The Ninja began in the arcade as a game called Ninja Princess. The protagonist there is, as the title suggests, female. She does everything that the he-men of other top-down action games can do, and does it faster and more elegantly. On the trip home, somehow she get a gender shift. Because there weren't enough male leads in action games, apparently.
Whatever. The Ninja is still an excellent and neglected addition to the top-down run-n-gun genre -- better than the NES would see until SNK's Guerilla War.
While we're talking obscure, let's talk The Sega Card. I mentioned these HuCard-like slabs of silicon. The games they present are by necessity simplistic. With mid-1980s technology you only get so much ROM space on a card like this. Ergo, there just isn't much to most of these games. You have a character, and he moves to the right and does the same thing over and over.
Ghost House is more complicated than that -- and in fact is more complicated than most launch titles for either the Master System or its more popular competitor. Here you wander several stories of a haunted mansion, punching monsters and mummies rather like Alex Kidd, in search of diamonds. Collect all of a level's diamonds to move on.
To collect the diamonds, you need to fight "Draculas", each of whom sleeps in a locked coffin. Find a key, unlock the coffin, and get ready for a difficult battle. If you should stab the Dracula several times then stomp his ashes into the ground, you will find a diamond.
Stab? Well, yes. You can also find a sword -- though the method is subtle and weird. That's the thing. This game is riddled with secrets, and to play it well you have to find and master them all. Each level is huge, freely scrolling left and right then cutting up and down three or four times. Linking these distant areas are many secret portals and hidden passages. If you need to startle the enemies for a moment, you can leap up and smash a light bulb. Each enemy must be approached in a uinque way, be it punching them, leaping on them, or simply avoiding them.
Behind this is an absolutely fantastic (if limited) soundtrack, setting up the unease, the mystery, and the light-hearted adventure of the journey.
Ghost House is a tough game, and even the best players only get so many levels in, but it's a deep and novel experience that will stick in your head forever.

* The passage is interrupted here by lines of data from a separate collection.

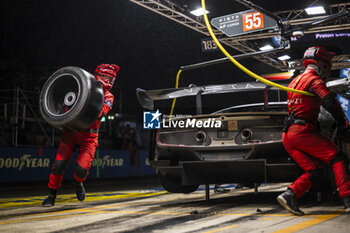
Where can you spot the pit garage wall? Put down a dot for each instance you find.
(34, 164)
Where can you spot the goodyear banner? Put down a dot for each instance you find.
(34, 164)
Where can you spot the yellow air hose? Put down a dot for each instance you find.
(235, 62)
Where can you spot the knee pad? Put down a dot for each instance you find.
(59, 167)
(80, 172)
(341, 156)
(315, 175)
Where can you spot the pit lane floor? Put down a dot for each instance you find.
(148, 208)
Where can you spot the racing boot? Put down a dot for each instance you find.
(346, 201)
(80, 191)
(289, 202)
(50, 200)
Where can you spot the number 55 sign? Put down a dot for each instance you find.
(252, 21)
(243, 22)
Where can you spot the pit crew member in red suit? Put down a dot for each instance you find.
(88, 140)
(301, 137)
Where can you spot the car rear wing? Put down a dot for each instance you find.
(147, 98)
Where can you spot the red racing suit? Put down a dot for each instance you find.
(304, 142)
(88, 141)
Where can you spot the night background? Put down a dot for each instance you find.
(39, 37)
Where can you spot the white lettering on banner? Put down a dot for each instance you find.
(24, 161)
(107, 161)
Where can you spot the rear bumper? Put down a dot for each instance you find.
(228, 171)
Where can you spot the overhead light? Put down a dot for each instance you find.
(283, 58)
(315, 10)
(198, 12)
(266, 47)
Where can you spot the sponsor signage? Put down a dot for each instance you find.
(243, 22)
(34, 164)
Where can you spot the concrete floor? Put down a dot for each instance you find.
(140, 205)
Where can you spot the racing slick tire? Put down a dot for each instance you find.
(173, 185)
(71, 99)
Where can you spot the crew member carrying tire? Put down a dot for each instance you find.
(301, 138)
(87, 139)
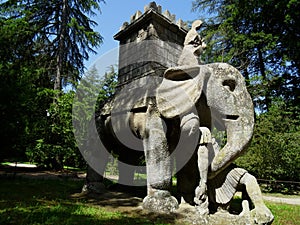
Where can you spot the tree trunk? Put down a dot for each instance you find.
(61, 48)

Speaking of Defender, here we have Dan Gorlin's famous save-'em-up, Choplifter. Its presence both on this console and this list may seem a little weird. Somewhat explaining the former is that in the mid-1980s Sega ported this Apple II game to the arcade and made it a smash hit back in Japan. This arcade version then received many home ports -- yet none as advanced as Sega's own.

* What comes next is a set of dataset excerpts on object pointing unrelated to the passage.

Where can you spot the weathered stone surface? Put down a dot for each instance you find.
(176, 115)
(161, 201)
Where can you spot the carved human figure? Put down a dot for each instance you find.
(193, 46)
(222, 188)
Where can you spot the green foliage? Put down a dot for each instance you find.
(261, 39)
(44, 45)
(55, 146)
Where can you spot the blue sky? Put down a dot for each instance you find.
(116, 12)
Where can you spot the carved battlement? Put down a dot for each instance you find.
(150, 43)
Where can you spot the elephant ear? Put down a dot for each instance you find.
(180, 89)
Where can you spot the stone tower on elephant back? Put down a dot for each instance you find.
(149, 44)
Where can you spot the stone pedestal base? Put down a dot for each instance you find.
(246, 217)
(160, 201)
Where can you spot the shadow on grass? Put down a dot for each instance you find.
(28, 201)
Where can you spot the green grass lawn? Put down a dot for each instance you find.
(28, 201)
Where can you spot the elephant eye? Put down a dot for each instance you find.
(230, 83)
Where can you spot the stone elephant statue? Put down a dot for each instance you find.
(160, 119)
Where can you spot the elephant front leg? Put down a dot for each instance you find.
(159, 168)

For the Master System edition, Sega went all out. Not only is the game gorgeous, and supported by a rocking soundtrack. If you look more closely, it also incorporates parallax scrolling. Years later parallax was still impressing people in early Genesis and Super NES games -- and here it is in a launch title for Sega's 8-bit system.
Actually, combine this feature with the meticulously drawn and animated sprites, and the great use of the console's sound channels, and you could easily mistake Choplifter for an early Sega Genesis title rather than a Master System cart.

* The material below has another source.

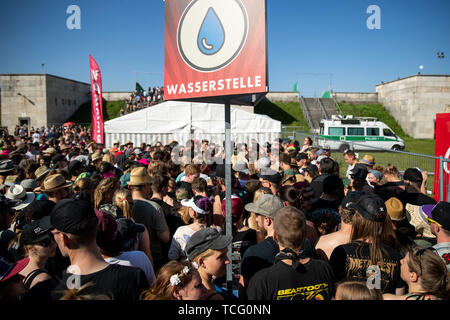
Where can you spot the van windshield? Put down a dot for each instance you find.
(388, 132)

The Master System was big on glamor and gloss. Compared to the NES, which practically required developers to think laterally and reinterpret their arcade games as larger, more contemplative works, here Sega could easily get away with direct arcade ports -- with all their thrill and ease of play, yet also their brevity. Soon enough Sega would buck that trend with breakout games like Phantasy Star and Wonder Boy III: The Dragon's Trap, but even in its launch library, even in its flashiest games you see an effort for joy and replayability alongside the technical displays.
Sega may not have enjoyed the happiest of endings, but they had a noble beginning -- and oh what a journey that followed!